Dukung Penangkapan Roy Suryo dan Dokter Tifa, Peradi Bersatu Minta Polisi Tak Tunduk Tekanan Opini Publik

Dukung Penangkapan Roy Suryo dan Dokter Tifa, Peradi Bersatu Minta Polisi Tak Tunduk Tekanan Opini Publik

Nasional | sindonews | Jum'at, 19 Juni 2026 - 20:50
share

Dewan Pimpinan Nasional (DPN) Peradi Bersatu mendukung langkah Polda Metro Jaya menangani perkara dugaan penyebaran tuduhan ijazah palsu Presiden ke-7 RI Joko Widodo (Jokowi) yang menjerat Roy Suryo dan Tifauzia Tyassuma alias Dokter Tifa. Dukungan tersebut diberikan sepanjang seluruh proses penegakan hukum dilakukan sesuai ketentuan berlaku.

Sekjen Peradi Bersatu Ade Darmawan mengatakan, kepolisian harus bekerja independen tanpa terpengaruh tekanan berbagai pihak. “Kepolisian tidak boleh tunduk pada tekanan opini publik, tekanan politik, ataupun mobilisasi narasi yang bertujuan melemahkan kewajiban institusi penegak hukum utamanya Polda Metro Jaya," ujarnya saat membacakan pernyataan sikap di Polda Metro Jaya, Jumat (19/6/2026).

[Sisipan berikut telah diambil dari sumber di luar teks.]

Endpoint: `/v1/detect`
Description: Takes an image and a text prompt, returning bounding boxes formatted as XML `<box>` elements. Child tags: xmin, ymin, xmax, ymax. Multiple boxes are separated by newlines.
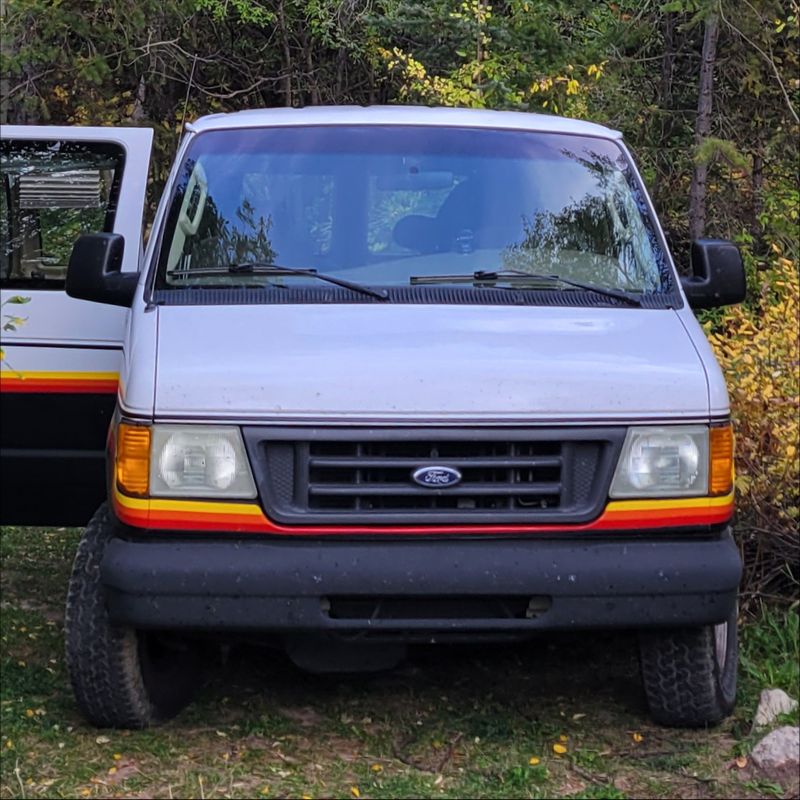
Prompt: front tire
<box><xmin>65</xmin><ymin>504</ymin><xmax>200</xmax><ymax>728</ymax></box>
<box><xmin>639</xmin><ymin>608</ymin><xmax>739</xmax><ymax>728</ymax></box>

Baca juga: Roy Suryo dan Dokter Tifa Ditangkap Polda Metro Jaya di Jakarta

Perkara tersebut merupakan rangkaian proses hukum yang telah berjalan cukup panjang. Dia menyebutkan kasus itu telah melalui tahapan penyelidikan dan penyidikan hingga dinyatakan lengkap atau P-21 oleh kejaksaan.

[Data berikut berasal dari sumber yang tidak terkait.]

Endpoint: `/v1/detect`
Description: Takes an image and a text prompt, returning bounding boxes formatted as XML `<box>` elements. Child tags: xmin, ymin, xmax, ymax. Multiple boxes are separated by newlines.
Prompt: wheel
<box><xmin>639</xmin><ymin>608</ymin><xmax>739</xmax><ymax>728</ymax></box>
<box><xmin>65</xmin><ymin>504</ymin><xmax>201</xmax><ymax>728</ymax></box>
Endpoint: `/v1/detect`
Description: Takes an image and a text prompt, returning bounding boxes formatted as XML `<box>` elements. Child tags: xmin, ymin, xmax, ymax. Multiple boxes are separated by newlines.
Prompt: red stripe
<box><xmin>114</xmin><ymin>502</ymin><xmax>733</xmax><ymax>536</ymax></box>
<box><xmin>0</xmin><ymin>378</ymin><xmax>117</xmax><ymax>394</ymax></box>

"Perkara ini bukan peristiwa yang berdiri sendiri melainkan merupakan rangkaian panjang dari penyelidikan dan penyidikan yang telah berjalan sebelumnya sebagai sesuatu yang telah ditetapkannya para tersangka dalam perkara dugaan pencemaran nama baik, fitnah, dan atau manipulasi data dan penghasutan serta ujaran kebencian yang dinyatakan lengkap atau P-21 oleh kejaksaan," ungkapnya.Peradi Bersatu juga mengingatkan agar kebebasan berpendapat tidak disalahgunakan menjadi sarana menyebarkan tuduhan yang tidak memiliki dasar hukum.

"Negara tidak boleh membiarkan kebebasan berpendapat disalahgunakan menjadi kebebasan menuduh tanpa dasar, kebebasan menyebarkan fitnah, atau kebebasan membentuk persepsi sendiri yang menimbulkan persepsi publik," ujar Ade.

Di sisi lain, organisasi advokat tersebut tetap menekankan pentingnya asas praduga tak bersalah dalam proses hukum yang sedang berjalan. Ade juga meminta kepolisian tetap menjalankan proses hukum secara profesional, proporsional, transparan, dan akuntabel.

"Peradi Bersatu mengingatkan bahwa asas praduga tak bersalah tetap harus dijalankan sebelum adanya ketokan palu dari hakim sehingga proses ini kami menunggu tahap demi tahap," katanya.

Sebelumnya, penyidik Polda Metro Jaya menangkap Roy Suryo dan Dokter Tifa yang telah ditetapkan tersangka dalam kasus dugaan fitnah terkait isu ijazah palsu Jokowi. Perkara tersebut saat ini tengah diproses penyidik.